Pero, además, detrás de las Ideas de Pasado, Presente y Futuro hay mucho «sobre-historicismo» en la Ideología de D. Enrique, que repercute tanto en su nematología de la historia (predeterminismo, negación de la responsabilidad de los protagonistas históricos), como en su concepción justificativa de la Historia.

La ideología de D. Enrique creemos que es el resultado, en gran medida, de la propaganda y educación progresista (que tantos componentes «idealistas» arrastra, propiciados en parte por el mismo Marx, con su concepción, por ejemplo, sobre las Bases y las Superestructuras). Desde finales del franquismo, hemos recibido dicha ideología varias generaciones de españoles, conjugado con la anorexia patriótica antifranquista (propiciada por el internacionalismo, el «auto-determinismo», el humanitarismo eticista, o el nacionalismo aislacionista y fraccionario, &c.). Basta con ojear la «obra» de los progres en el terreno de la Administración del Estado, en Política Internacional, Leyes de Inmigración, Penales o de Educación, para entender lo que acabamos de decir.

Dicha ideología no cabe derrotarla por la sola razón de la fuerza, pues cualquier proyecto, si no va acompañado de una (prudente) «fuerza de la razón», acabará por manifestar su impotencia (que se aprecia de manera más clara retrospectivamente). El problema es que la prudencia (política) no es una ciencia de visión, ni siquiera una ciencia media, y sus previsiones no son infalibles, por ser todo sujeto operatorio necesariamente «juez y parte» (que es como titula Santiago Carrillo sus memorias, pues al menos hay que hablar el mismo idioma de los encausados para entender sus «planes» y «programas»). Y es que no hay jueces «imparciales». Si los hubiera sería señal de que no estamos tratando con personas (que se guían por una «razón suficiente» prudencial) sino con máquinas que obedecerían a un «plan oculto», como nos sugiere Gustavo Bueno en El individuo en la Historia (Universidad de Oviedo, pág. 75).
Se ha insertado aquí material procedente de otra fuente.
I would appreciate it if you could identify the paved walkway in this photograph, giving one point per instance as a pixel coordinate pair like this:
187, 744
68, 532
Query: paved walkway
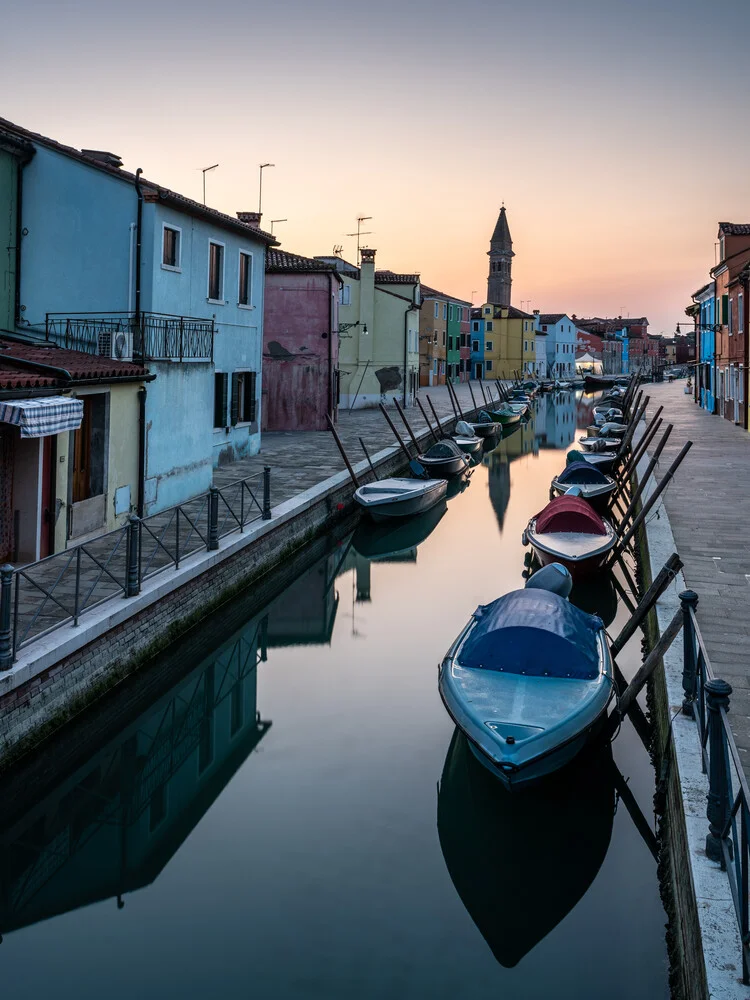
300, 459
708, 504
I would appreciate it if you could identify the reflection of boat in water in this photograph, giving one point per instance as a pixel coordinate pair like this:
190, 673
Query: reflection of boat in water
390, 538
521, 862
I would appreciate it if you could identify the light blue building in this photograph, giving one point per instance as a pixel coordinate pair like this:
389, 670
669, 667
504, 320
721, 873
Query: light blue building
705, 299
116, 265
476, 362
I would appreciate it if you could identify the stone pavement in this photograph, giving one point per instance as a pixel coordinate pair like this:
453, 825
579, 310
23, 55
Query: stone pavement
708, 504
300, 459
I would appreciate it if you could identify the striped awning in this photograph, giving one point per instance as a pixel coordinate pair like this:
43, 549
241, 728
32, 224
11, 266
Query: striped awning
43, 416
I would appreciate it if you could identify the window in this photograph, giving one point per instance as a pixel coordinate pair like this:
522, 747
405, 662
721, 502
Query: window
171, 248
221, 393
243, 397
216, 272
245, 295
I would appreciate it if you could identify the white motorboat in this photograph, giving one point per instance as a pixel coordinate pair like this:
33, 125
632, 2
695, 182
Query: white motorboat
528, 681
387, 498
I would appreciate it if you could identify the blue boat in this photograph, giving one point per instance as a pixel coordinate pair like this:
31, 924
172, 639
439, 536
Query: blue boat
528, 681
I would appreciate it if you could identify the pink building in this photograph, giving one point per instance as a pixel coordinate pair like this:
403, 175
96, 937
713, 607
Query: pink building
300, 343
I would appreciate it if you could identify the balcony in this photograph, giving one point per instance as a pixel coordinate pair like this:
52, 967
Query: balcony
151, 337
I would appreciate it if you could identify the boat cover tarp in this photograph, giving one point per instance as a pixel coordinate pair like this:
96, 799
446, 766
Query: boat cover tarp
534, 632
569, 514
582, 472
442, 450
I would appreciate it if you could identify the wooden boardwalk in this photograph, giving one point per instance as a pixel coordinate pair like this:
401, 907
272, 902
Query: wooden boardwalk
708, 505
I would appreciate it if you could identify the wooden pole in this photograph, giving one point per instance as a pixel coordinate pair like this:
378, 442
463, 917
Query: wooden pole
409, 431
642, 484
646, 670
437, 419
367, 456
340, 446
419, 404
646, 509
395, 432
665, 575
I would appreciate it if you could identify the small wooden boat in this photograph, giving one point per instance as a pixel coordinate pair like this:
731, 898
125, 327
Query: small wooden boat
466, 439
444, 459
594, 485
569, 531
391, 498
528, 681
505, 415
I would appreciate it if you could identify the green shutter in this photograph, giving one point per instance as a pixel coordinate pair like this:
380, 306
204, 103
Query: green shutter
235, 398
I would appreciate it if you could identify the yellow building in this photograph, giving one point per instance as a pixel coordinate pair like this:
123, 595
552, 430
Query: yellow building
509, 341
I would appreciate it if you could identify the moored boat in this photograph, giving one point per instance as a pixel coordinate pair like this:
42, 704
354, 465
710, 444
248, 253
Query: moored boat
528, 681
392, 498
595, 486
569, 531
444, 459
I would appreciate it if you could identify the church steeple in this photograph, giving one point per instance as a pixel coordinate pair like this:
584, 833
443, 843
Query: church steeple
501, 256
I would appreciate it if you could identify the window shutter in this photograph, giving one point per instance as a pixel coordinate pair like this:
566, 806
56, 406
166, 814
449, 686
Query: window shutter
235, 398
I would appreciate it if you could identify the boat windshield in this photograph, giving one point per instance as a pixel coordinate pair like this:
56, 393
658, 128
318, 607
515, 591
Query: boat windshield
535, 633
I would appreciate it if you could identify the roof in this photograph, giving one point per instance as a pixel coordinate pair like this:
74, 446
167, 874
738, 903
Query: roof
281, 260
501, 232
156, 191
433, 293
23, 366
392, 278
734, 229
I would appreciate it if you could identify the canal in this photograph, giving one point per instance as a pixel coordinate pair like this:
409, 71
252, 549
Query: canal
280, 807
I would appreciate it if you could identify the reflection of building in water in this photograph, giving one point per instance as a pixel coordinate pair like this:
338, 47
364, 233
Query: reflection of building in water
114, 824
556, 424
306, 611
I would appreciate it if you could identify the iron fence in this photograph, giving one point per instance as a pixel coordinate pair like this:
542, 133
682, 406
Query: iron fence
43, 596
706, 699
148, 336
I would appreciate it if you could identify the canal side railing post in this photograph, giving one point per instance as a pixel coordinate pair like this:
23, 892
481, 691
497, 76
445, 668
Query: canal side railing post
213, 519
6, 590
717, 701
132, 572
266, 492
689, 602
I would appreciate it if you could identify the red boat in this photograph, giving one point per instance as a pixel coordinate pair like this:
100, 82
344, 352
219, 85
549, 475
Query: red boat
569, 531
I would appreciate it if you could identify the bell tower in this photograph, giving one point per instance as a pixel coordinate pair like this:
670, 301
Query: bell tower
501, 257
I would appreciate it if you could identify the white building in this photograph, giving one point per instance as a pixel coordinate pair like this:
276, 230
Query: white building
561, 340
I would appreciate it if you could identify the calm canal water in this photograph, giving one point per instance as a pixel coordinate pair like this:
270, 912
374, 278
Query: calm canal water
288, 812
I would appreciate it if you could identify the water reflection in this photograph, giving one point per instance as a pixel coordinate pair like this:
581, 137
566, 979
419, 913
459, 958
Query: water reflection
114, 824
520, 862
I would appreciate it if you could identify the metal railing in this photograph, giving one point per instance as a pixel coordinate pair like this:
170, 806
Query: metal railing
706, 699
149, 337
40, 597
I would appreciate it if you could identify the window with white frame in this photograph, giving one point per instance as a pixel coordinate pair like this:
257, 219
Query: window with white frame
245, 291
215, 271
171, 247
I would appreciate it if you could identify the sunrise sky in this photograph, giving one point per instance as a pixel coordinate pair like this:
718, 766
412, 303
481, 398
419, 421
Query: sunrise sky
616, 132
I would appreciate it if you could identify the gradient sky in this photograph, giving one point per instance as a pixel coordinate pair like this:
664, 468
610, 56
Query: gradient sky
616, 131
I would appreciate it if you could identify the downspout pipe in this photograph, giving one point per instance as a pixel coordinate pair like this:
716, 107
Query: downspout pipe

Algo de esto sabían los comunistas cuando se apropiaron los «poderes operativos» del bando populista, aunque su proyecto no fue lo suficientemente potente frente al del otro bando. El mismo Vicente Rojo, percibió dicha impotencia, aunque no supiese qué sucedería después (como tampoco lo sabemos nosotros, en sentido global). Por eso el general no se atreve a dar un veredicto sobre lo que será de España con Franco. Pero esto no significa, ni mucho menos, que el veredicto lo dicten fuerzas «extra-racionales», a-personales.

Algunos hemos intentado comprender todas las alternativas ideológicas disponibles entonces (desde el ahora) para entrever cuál era la mejor (no la «perfecta»). En esto radica la pequeña, pero transcendental, diferencia entre Ideología y Filosofía. Y, como vemos, el Materialismo Filosófico es católico por los cuatro costados, aunque sea ateo y para personas humanas, «demasiado mundanas». Si Enrique Moradiellos sigue siendo admirador de Gustavo Bueno debería «convertirse». Esperamos estar contribuyendo, a pesar de nuestra mundana condición, a que tal suceso se produzca, por el bien de nuestro historiador y el de todo los españoles. Bastante tenemos ya con tantos otros que enseñan una historia de España antiespañola, paradójicamente pagada con el dinero de todos los españoles.

Terminaremos señalando que D. Enrique se queja del aire «pseudopaternal» con que Pío Moa se dirige hacia él, pero, paradójicamente de nuevo, no tiene el más mínimo pudor en hacer lo mismo con nosotros. Como no queremos ser desagradecidos aceptamos sus consejos, aunque debería pensar si no los necesitará, también, su académica persona.

Y como nos hemos alargado demasiado, nos despedimos de los lectores y de don Enrique Moradiellos... de momento.